La décision du Conseil constitutionnel impliquait d’engager "une réflexion globale sur l’H.O. et sur le rôle du préfet" mais l’a rendue impossible en ne prolongeant pas le délai de mise en conformité.
Guy Lefrand a toutefois souligné que le projet de loi apportait "des évolutions marquantes" et que la majorité ne devait pas "rougir du texte".

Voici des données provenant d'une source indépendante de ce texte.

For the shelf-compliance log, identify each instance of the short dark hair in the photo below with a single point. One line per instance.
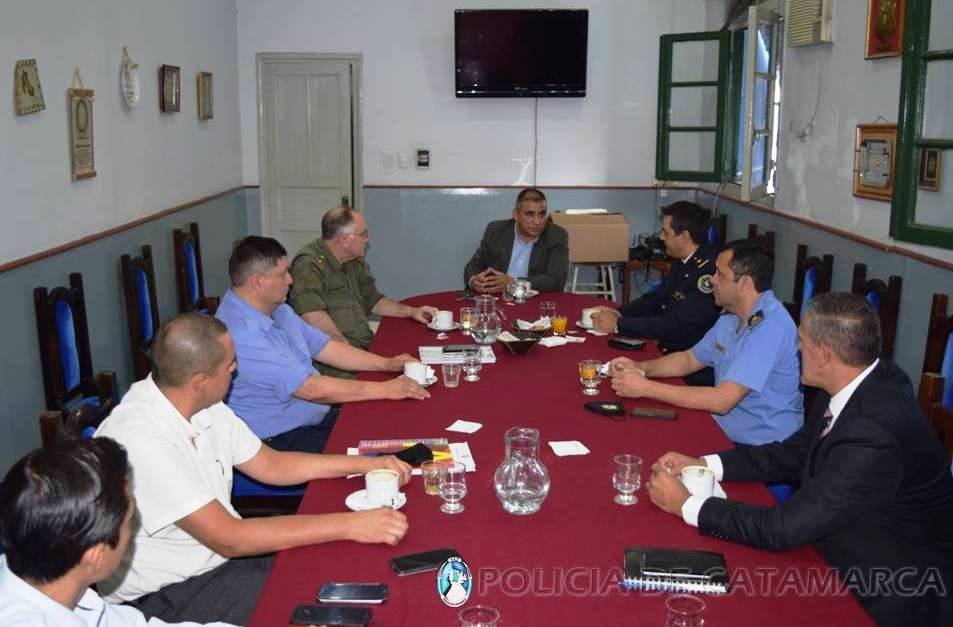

Il s’est déclaré "atterré" que "des personnes ayant des responsabilités" évoquent "le retour des chaînes" ou "des lettres de cachet" et "ose la comparaison avec Guantanamo" — une allusion à l’appel de Strasbourg de la Conférence des présidents de commission médicale d’établissement (CME) de centres hospitaliers spécialisés (CHS) et de la Fnapsy (cf APM HMOF9004).
Tout en soutenant le texte, Jean-Luc Préel (Nouveau centre, Vendée) a fait part de ces critiques et notamment celle de voter "un texte en sachant qu’il pose un problème". Il a souhaité "bon courage" à Nora Berra pour la rédaction des décrets.
Il a pointé les difficultés prévisibles d’application en raison de la multiplication des certificats médicaux, de la disponibilité des JLD pour "80 000 décisions par an", pour le déplacement du malade au tribunal "délicat à organiser" ou le transport du juge et du greffier à l’hôpital et la mise en place de la vidéoconférence.
Le socialiste Serge Blisko (Paris) a jugé le texte "inapplicable et voué à l’échec". Il a relevé que les avancées du texte, le contrôle du JLD et l’avis prépondérant du médecin sur le préfet, n’étaient pas à mettre au crédit du gouvernement mais à celui du Conseil constitutionnel.
"Nous ouvrons la voie à un contentieux inextricable", a estimé Marc Dolez (Parti de gauche, Nord), n’excluant pas "une prochaine censure" du texte.
"Ce projet de loi ne garantit ni la protection des personnes ni les libertés publiques" et promeut "une vision sécuritaire".